[75] For Henry II.'s charter to Lincoln see Stubbs, Select Charters, 166.

[76] See Gross, Gild Merchant, i. 244-257; Bateson, "Laws of Breteuil," Eng. Hist. Rev., xvi.; Tait, Mediæval Manchester, 43-4.

[77] Nottingham and Winchester received a grant of particular customs after the pattern of Coventry. London was taken as a model by Norwich. See Hudson, Rec. Norwich, i. 12.

[78] Dugdale assigns this charter to Blondvil, and I see no reason to differ. If Blondvil were the grantor, then the date would lie between the years 1181, that of Earl Hugh's death, and 1189, the date of the death of Henry II., who confirmed it. I am inclined to think that the charter should be assigned to 1181-2, in which year the men of Coventry paid 20 marks to the king.

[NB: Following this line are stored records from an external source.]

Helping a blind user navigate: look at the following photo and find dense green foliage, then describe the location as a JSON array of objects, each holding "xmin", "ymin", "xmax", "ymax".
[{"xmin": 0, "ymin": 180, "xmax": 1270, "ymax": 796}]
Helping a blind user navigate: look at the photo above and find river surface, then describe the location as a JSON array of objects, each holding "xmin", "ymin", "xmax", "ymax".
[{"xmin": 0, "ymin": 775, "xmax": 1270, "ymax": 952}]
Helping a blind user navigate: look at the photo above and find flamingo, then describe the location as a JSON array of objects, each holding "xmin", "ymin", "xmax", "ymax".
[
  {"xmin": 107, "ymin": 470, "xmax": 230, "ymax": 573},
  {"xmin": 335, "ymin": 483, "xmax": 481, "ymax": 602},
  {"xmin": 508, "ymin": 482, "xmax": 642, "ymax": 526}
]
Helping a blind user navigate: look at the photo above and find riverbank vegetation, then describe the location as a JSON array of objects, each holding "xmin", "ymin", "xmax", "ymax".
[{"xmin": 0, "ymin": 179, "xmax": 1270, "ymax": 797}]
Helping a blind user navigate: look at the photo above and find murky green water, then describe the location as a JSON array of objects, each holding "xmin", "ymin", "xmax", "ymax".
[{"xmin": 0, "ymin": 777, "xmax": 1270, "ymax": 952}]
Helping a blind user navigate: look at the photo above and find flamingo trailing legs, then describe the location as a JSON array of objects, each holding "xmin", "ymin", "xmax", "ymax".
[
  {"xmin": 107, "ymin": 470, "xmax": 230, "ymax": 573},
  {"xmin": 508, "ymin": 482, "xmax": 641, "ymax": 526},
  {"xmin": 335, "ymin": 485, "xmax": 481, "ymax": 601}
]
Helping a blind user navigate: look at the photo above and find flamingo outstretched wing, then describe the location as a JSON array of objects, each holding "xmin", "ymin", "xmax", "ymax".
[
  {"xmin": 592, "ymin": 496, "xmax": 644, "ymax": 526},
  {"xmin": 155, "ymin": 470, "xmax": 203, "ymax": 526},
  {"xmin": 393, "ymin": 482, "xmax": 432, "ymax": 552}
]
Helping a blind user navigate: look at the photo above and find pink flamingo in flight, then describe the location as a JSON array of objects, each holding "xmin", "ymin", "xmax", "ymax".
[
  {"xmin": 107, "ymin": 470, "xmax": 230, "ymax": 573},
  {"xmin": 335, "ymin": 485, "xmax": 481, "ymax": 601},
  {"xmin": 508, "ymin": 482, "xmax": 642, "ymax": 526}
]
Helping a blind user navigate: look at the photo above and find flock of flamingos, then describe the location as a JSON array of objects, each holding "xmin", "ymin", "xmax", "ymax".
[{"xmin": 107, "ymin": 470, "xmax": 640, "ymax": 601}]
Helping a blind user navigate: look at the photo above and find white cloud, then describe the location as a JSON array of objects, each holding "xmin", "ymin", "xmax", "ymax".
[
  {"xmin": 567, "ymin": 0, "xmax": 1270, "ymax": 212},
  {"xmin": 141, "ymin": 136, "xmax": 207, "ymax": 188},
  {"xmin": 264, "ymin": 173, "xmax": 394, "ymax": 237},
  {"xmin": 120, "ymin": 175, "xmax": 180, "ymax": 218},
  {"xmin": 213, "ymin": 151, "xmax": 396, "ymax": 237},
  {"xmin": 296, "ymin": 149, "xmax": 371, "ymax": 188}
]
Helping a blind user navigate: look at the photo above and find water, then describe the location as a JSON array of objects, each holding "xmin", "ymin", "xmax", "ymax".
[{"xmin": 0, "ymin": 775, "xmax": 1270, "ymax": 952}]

[79] Corp. MS. B. 2. The charter is dated "apud Merlebergam" = Marlborough. This charter was first printed by the late Mary Bateson in "Laws of Breteuil," Eng. Hist. Rev., xvi. 98-9.

[80] The townsfolk had not yet power to commute the fines and forfeitures for a fixed sum, called fee-ferm.

[81] For the association of the feudal lord's representative and the chosen official of the townsfolk in a town court see the case of Totnes (Green, Town Life, i. 252).

[82] We infer from analogy that presentments were made by a jury in this court. Norwich was—for judicial purposes—divided into four leets. Each leet was divided into sub-leets, these latter divisions being composed of as many parishes as would furnish twelve tithings. The head-man, or "capital pledge" of every tithing—a band of ten, twelve, or more citizens responsible for one another—made the presentment of anything, which had happened in his tithing, which came under the cognizance of the court. See Hudson, Leet Jurisdiction in Norwich (Selden Soc., vol. v.), xii.-xxvi.

[83] It is not clear whether the townsfolk at this period attended the earl's leet or the sheriff's court. They certainly attended the latter court in the time of Edward III. (Madox, Firma Burgi, 108-9).

[84] i.e. has to be amerced, or fined.